- Chimera #1

Publication information
- Publisher: CrossGen Entertainment, inc.
- Schedule: Bi-monthly
- Format: Limited series
- Publication date: March - July 2003
- No. of issues: 4

Creative team
- Created by: Ron Marz and Brandon Peterson
- Written by: Ron Marz and Brandon Peterson
- Artist(s): Brandon Peterson

= Chimera (CrossGen) =

2003 American comic book

Chimera is an American comic book published by CrossGen from March to July 2003. It is a miniseries that ran for four issues. Produced by Brandon Peterson, the artwork is a blend of traditional and computer-enhanced techniques.

==Plot==
Sara Janning is an adult woman living on the planet Serevan. She grew up on an agricultural outpost on Yamivol Prime, a world which was targeted for habitation by the Chimeran Imperium when Sara was young. Her home was destroyed, her family killed, and her dog was vaporized before her eyes. The trauma from this event caused Sara to release the power of her Sigil, which wiped out all the Chimeran forces on Yamivol Prime.

Since this incident, she has been hiding from the Chimeran Imperium on Serevan, where she works cutting gigantic blocks out of the ice. One day, returning from work, Sara is approached by a new arrival to the planet, Jason Bryce, with whom she has an intense conversation.

Sara returns home where her friend Isaiah, a scientist who helped her to hide from the Imperium, has been working on a robot called a Carapoid. The robot was left behind by an ancient race called The Progenitors. Sara names it 'Rover' and treats it as a pet.
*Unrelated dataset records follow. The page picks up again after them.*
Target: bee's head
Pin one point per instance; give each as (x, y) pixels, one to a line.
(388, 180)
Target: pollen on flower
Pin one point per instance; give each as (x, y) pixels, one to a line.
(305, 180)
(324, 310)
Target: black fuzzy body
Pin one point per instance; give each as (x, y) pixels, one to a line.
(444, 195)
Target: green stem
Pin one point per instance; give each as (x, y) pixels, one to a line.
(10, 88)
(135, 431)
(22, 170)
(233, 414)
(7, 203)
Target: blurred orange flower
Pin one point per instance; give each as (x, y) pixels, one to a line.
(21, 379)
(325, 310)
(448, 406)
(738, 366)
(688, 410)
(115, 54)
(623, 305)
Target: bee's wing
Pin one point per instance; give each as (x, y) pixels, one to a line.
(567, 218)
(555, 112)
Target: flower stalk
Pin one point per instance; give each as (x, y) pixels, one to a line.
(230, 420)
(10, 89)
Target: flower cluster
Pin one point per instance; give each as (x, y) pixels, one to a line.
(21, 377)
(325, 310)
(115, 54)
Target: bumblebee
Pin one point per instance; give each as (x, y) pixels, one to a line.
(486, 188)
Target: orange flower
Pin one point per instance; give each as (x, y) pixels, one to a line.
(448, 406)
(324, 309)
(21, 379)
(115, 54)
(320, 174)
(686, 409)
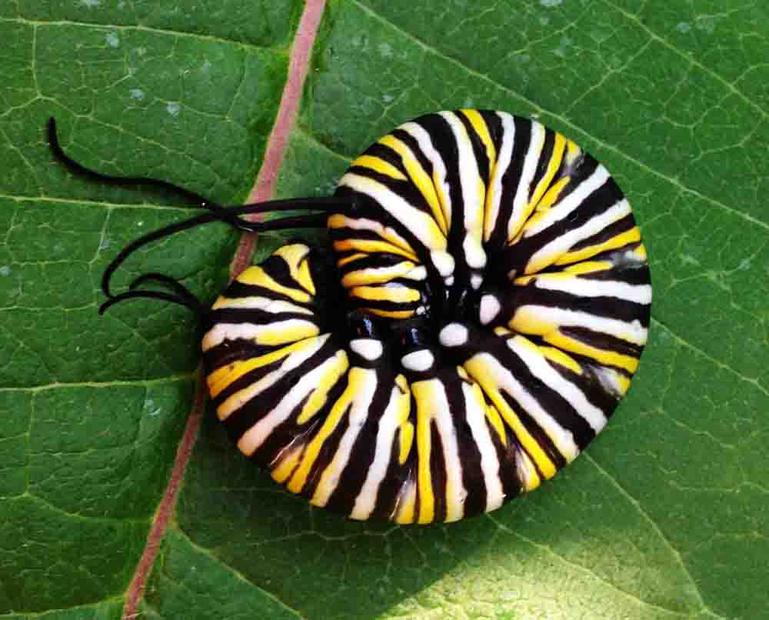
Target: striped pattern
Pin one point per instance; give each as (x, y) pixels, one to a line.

The next day when she arrives at work, Sara is again approached by Jason Bryce. When clocking in, Bryce's DNA is detected by the Chimeran Imperium, which results in the Imperium mobilizing a fleet to head to Serevan.
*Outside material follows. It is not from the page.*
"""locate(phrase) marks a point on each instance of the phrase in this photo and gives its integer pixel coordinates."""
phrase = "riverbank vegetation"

Unaware of the approaching fleet, Sara heads out onto the ice with Jason Bryce as her partner. While searching for tritium, Rover unexpectedly unleashes a laser from its optical lens. As the laser begins to burn a hole in the ice, the ground starts to shake. With the ground giving way, the trio falls into a dark hole. When they wake up, they find themselves in front of a buried ship, later revealed to be a ship of The Progenitors.